SEOUL: South Korea has resumed quarantine inspections of Canadian beef after no mad cow cases have been reported in the North American country in over 10 months, the agriculture ministry said.
The Ministry of Agriculture, Food and Rural Affairs said it has again started inspecting beef from cattle under 30 months old after halting all imports on Feb. 13. The ban went into effect after Canada confirmed a cow in Alberta was infected with bovine spongiform encephalopathy (BSE), also known as mad cow disease.
The ministry said that Canadian and South Korea inspectors carried out on-site checks and held consultative meetings twice this month. It added the Paris-based World Organization for Animal Health (OIE) has categorized Canada as a “controlled BSE risk country” that can export meat.
Canada exports beef to roughly 60 countries including the United States and Japan, with South Korea, Taiwan and Belarus being the only three that halted imports from February onwards.

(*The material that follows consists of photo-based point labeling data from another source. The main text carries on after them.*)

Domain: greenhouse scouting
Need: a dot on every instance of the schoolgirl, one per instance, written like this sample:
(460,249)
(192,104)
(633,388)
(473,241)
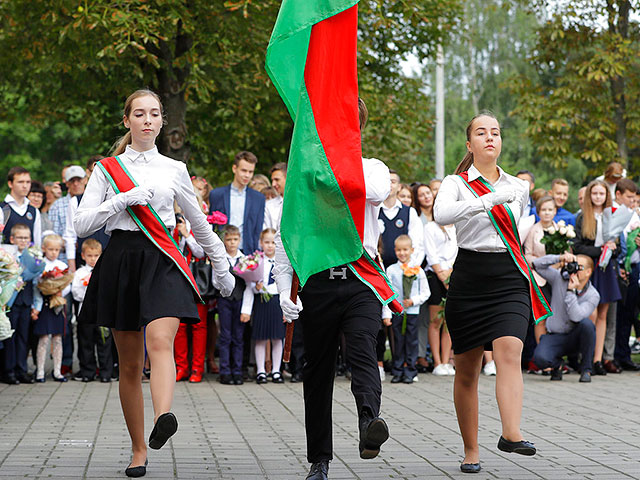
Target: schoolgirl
(50,322)
(441,249)
(262,298)
(141,279)
(489,300)
(590,241)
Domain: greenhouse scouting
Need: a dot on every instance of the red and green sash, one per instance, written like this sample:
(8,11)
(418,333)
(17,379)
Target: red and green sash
(504,222)
(146,218)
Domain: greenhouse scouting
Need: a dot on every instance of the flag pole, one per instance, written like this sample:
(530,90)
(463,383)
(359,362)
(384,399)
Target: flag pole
(288,339)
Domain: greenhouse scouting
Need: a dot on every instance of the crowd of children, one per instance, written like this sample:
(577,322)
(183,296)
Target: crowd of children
(417,252)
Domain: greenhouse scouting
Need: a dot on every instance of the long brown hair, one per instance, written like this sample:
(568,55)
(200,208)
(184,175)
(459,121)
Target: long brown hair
(467,161)
(589,224)
(122,142)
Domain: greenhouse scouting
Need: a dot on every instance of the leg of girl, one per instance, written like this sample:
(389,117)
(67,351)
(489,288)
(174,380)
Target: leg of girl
(160,336)
(507,352)
(601,329)
(130,347)
(465,398)
(43,346)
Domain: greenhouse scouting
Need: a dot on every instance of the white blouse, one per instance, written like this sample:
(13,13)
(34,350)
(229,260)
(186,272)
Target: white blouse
(169,181)
(456,204)
(441,246)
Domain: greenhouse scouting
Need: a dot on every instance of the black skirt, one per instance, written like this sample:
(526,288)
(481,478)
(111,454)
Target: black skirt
(488,298)
(267,319)
(134,283)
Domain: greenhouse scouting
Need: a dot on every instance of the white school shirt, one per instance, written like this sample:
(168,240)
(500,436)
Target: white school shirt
(377,184)
(250,290)
(272,213)
(456,204)
(38,299)
(420,291)
(415,229)
(170,182)
(78,287)
(441,247)
(21,210)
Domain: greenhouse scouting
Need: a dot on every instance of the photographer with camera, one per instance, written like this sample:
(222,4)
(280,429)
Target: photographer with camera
(573,301)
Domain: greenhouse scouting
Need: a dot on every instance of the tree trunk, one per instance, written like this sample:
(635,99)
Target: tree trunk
(173,141)
(619,25)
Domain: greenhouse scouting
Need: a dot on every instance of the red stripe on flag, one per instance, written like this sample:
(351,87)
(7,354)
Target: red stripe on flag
(331,79)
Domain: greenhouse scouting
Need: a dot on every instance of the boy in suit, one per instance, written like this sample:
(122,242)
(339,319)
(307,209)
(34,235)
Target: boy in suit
(242,205)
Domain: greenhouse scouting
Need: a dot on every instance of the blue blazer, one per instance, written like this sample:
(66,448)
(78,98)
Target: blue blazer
(219,200)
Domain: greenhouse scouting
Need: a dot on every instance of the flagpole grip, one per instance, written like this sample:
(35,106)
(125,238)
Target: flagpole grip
(288,339)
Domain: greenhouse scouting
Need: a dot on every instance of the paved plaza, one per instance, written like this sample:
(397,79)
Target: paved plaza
(251,432)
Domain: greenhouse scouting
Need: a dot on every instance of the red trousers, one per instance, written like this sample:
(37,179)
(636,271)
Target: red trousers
(198,343)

The ministry, meanwhile, said as an extra precaution, it will conduct random sample tests on 5 percent of all Canadian imports instead of the normal 3 percent, and will send inspectors every year to beef export facilities in the country to make certain they follow internationally set rules of safety. BSE can cause brain-wasting Creutzfeldt-Jakob disease in humans.
The latest lifting of the ban comes after South Korea stopped Canadian beef imports once before following the outbreak of the mad cow disease in 2011. It had resumed imports in March 2012.
Canada is the country’s fourth-largest beef exporter, following Australia, the United States and New Zealand.